30. Panggilan Kehormatan

9 1 0
                                    

Langkahnya melambat. Sadar bahwa baru saja ia meninggalkan seseorang. Berhenti di tengah jalur, melihat ke belakang. Dari sekian banyak kepala, belum terlihat wajah orang yang dikenalnya.

Melangkah masuk ke minimarket yang tak jauh dari tempatnya berdiri. Membeli dua botol minuman penambah ion. Satu diteguknya hingga tandas hampir setengah botol. Satunya lagi, nanti akan diberikan ke orang lain.

Duduk di kursi depan minimarket. Mematikan tracking run di ponselnya. Pandangannya tak lepas dari lalu lalang manusia.

Alisnya terangkat. "Rayna!" cukup kencang.

Sosok wanita yang dipanggilnya langsung berbelok arah.
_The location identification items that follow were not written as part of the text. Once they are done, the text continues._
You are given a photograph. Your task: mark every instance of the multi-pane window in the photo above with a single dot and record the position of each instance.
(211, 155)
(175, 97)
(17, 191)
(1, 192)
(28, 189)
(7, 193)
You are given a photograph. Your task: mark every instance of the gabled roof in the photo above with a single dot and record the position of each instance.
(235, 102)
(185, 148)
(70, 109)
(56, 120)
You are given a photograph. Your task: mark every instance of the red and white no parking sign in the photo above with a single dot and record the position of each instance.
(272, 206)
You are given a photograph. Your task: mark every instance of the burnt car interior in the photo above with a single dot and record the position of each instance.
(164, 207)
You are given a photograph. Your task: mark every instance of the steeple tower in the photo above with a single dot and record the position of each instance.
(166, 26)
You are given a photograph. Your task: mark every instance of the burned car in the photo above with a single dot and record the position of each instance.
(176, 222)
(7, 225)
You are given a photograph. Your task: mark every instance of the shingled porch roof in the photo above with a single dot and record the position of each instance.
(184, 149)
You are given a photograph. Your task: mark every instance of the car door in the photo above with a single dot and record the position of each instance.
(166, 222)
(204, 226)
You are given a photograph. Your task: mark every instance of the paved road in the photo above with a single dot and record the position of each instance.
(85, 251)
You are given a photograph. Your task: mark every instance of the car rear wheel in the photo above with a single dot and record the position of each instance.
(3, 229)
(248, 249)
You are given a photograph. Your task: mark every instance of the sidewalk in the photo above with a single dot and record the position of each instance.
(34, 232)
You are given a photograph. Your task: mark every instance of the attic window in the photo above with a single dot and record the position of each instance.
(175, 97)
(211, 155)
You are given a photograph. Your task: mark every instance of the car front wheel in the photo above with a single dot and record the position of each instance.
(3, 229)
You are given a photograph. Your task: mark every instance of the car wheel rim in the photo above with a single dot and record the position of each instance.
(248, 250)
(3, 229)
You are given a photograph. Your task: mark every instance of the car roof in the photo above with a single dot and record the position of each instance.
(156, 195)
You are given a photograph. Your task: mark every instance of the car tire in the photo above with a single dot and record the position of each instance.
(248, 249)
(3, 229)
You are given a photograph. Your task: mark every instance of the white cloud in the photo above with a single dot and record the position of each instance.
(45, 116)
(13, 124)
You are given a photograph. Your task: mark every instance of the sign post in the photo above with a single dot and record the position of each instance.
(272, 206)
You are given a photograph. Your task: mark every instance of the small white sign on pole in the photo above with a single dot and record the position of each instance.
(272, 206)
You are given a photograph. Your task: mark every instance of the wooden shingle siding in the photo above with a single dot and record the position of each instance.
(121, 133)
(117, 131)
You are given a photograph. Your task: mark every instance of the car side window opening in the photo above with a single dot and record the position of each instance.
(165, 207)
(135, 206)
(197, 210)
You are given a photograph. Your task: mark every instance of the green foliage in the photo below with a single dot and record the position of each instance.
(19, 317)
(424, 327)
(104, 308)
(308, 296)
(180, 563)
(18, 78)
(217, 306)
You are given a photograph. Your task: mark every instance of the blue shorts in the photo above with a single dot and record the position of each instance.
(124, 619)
Berjalan menghampiri pria yang duduk santai setelah meninggalkannya di putaran keempat.

"Duduk dulu, istirahat," menarik kursi di sampingnya, disediakan untuk sang wanita. "Ini, minum."

Rayna menerima botol air yang diberikan. Memutar tutupnya, air masuk ke kerongkongannya cukup banyak.

"Haus banget?" tatapan polos si pria memandang peluh yang bercucuran di dahi.

Mendengus penuh kesal. Menatap geram lelaki berambut cepak di hadapannya. "Ya pikir aja sendiri! Kamu lari ninggalin aku."

"Iya, maaf. Padahal baru berapa juga jaraknya," balas pria tanpa rasa berdosa.

"Udah empat puteran, Is!" geramnya memuncak.

"Ohh, baru empat. Kamu ngitungin ternyata," ringan sekali mulutnya berucap.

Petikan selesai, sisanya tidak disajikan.